Auckland intends to deliver its vision of being the world’s most liveable city.


About Ludo Campbell-Reid
Ludo Campbell-Reid is Auckland Council’s first ever Design Champion. He is accountable for design excellence in council’s policies, plans and projects, working with the private sector to achieve exemplary design outcomes and promoting a design-led city agenda. Auckland Council is the largest Unitary Authority in Australasia with assets over $32B and an operating budget over $3B.

Ludo developed Auckland’s first urban design framework, “Designing Great Places for our People,” a multi-layered behaviour change strategy to embed design excellence into the heart of city governance and the psyche of Aucklanders.
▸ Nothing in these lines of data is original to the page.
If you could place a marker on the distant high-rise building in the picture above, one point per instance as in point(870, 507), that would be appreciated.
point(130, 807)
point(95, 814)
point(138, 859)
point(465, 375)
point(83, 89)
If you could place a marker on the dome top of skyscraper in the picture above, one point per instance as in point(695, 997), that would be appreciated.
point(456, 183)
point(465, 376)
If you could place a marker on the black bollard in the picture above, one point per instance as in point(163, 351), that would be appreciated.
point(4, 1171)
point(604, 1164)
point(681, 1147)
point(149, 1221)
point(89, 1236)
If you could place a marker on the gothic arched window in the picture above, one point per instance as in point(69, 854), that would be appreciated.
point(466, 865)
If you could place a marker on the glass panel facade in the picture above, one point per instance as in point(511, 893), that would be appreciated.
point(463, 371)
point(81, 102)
Award winning projects such as the unlocking of the waterfront, the ground breaking “shared space” streetscape city revitalisation program and the transformation of the Auckland Art Gallery (winner of World Architecture Festival Prize), epitomise the success of this design-led approach.

Before moving to New Zealand in 2006, Ludo was CEO of Urban Design London, an organisation established to lift design quality in London by transforming public sector design capacity and skills. Earlier, as Senior Urban Designer at the London Borough of Tower Hamlets he was responsible for providing ongoing development, master-planning, architecture and design advice at Canary Wharf, London’s 2nd financial district.

Working in Cape Town during the 1990s, Ludo was a member of the ongoing master-planning team for both the V&A and Knysna Quays waterfront. He was also appointed as Urban Design and Technical Sporting Adviser to the Cape Town 2004 Olympic Bid Company.